You've built an inference system that works. Your model serves requests, returns results, and handles the traffic your team throws at it. But somewhere between "it works on my cluster" and "it serves millions of users across the globe," there's a gap that catches most teams off guard.

Production scale inference is where model serving meets distributed systems engineering. The challenge isn't just making a model fast. It's making an entire system reliable, responsive, and cost-effective when your users span continents, your traffic swings 10x between peak and quiet hours, and your hardware costs tens of thousands of dollars per node.
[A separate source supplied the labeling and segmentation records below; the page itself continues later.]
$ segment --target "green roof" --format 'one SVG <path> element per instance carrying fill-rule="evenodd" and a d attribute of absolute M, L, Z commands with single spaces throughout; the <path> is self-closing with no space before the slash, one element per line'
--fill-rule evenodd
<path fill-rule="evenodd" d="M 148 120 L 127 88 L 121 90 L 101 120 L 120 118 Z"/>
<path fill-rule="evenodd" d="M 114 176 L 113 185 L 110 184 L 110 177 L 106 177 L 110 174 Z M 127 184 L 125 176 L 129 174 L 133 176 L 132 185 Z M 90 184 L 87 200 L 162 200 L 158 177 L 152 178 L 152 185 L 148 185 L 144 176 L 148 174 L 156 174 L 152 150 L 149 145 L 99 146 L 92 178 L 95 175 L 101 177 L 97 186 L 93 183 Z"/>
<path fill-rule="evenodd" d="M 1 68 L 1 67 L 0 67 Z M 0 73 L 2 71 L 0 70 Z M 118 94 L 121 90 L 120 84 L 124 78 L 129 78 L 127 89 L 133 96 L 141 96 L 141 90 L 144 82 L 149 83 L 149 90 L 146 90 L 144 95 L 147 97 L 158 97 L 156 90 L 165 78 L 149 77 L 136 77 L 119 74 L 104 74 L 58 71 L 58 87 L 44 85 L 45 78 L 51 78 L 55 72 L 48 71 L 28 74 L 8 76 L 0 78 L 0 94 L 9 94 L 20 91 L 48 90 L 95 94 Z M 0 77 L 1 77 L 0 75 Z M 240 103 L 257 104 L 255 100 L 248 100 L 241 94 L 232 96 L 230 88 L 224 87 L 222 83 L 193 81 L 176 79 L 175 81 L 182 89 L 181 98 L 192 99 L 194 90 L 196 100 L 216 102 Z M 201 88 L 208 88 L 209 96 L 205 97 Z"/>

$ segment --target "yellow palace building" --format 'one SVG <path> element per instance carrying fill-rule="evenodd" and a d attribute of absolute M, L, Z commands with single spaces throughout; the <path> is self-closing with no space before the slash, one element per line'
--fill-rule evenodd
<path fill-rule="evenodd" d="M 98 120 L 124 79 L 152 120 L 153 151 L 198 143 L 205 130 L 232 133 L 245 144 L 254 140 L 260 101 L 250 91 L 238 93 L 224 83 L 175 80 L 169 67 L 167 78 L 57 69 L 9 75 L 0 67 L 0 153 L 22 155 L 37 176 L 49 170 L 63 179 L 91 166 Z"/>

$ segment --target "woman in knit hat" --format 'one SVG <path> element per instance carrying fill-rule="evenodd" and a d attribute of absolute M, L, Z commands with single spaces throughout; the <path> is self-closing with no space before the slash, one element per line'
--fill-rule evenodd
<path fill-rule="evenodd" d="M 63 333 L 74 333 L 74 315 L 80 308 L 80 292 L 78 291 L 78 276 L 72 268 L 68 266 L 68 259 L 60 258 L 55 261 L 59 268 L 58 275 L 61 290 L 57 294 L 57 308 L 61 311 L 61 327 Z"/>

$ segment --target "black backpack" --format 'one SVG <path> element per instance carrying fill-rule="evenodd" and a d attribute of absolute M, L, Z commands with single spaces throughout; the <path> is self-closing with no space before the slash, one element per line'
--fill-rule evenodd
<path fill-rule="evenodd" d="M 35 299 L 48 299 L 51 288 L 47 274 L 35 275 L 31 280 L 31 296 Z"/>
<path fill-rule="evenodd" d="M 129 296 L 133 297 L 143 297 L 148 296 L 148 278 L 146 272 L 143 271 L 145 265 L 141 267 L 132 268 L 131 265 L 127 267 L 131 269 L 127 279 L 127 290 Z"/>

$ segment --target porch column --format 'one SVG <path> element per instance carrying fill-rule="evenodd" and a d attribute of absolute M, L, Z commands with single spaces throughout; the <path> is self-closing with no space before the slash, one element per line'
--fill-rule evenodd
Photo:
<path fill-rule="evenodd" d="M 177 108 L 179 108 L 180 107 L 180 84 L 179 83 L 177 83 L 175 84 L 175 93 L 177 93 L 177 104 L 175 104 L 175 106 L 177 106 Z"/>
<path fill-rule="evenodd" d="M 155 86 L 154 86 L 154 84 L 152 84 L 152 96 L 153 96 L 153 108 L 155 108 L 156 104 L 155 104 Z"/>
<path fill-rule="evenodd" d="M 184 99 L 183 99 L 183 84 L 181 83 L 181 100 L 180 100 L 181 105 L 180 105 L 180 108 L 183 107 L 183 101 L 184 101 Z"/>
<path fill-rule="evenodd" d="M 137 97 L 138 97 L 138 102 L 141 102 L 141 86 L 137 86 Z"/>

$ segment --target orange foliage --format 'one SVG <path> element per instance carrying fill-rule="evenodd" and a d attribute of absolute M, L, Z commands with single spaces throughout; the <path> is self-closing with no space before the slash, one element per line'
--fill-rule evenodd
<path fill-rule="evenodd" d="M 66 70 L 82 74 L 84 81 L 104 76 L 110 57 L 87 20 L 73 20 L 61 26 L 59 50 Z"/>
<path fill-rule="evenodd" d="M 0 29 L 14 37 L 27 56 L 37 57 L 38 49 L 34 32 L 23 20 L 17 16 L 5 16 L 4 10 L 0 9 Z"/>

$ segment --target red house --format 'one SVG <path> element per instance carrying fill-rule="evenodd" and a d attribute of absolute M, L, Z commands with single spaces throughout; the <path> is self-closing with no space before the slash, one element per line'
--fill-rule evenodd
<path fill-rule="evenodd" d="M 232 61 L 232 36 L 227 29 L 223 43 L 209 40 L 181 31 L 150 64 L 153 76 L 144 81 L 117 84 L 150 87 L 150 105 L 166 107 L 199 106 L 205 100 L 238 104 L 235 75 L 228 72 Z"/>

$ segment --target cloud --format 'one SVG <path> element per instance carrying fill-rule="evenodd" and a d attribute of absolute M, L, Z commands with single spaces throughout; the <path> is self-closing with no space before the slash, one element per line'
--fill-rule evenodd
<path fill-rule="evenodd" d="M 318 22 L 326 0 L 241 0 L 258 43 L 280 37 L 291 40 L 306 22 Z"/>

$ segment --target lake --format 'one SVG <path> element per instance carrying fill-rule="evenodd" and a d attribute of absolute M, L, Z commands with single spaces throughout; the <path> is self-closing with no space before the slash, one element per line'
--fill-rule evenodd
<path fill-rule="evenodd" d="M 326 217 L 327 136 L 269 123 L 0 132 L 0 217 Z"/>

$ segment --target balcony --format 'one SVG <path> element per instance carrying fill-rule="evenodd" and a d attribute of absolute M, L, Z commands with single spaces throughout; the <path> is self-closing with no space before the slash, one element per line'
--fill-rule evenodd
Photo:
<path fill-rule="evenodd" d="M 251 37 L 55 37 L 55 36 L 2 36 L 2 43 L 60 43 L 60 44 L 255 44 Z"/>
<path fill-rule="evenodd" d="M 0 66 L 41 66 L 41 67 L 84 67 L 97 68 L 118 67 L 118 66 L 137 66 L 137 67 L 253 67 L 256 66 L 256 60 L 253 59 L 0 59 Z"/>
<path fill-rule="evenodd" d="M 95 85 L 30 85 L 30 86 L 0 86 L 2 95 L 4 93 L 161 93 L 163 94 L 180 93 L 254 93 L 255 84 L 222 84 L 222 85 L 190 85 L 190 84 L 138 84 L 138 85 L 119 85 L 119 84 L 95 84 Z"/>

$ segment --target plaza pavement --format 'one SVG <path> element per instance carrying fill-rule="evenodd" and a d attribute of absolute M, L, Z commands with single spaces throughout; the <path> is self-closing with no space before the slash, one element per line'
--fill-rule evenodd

This article is an introduction to that problem space. We'll walk through the fundamental tensions that make production inference hard, the key questions you need to answer before building anything, and a concrete architecture pattern that addresses them. If you're moving from a working prototype to a production deployment, or if you're evaluating how to expand an existing system globally, this is where to start.

Why Production Inference Is Its Own Problem

Most teams first encounter inference as a model optimization challenge. You pick a serving engine, tune your batch sizes, maybe apply some quantization, and measure tokens per second. That work matters, but it operates entirely within a single machine or cluster. Production scale inference is what happens around and above that work.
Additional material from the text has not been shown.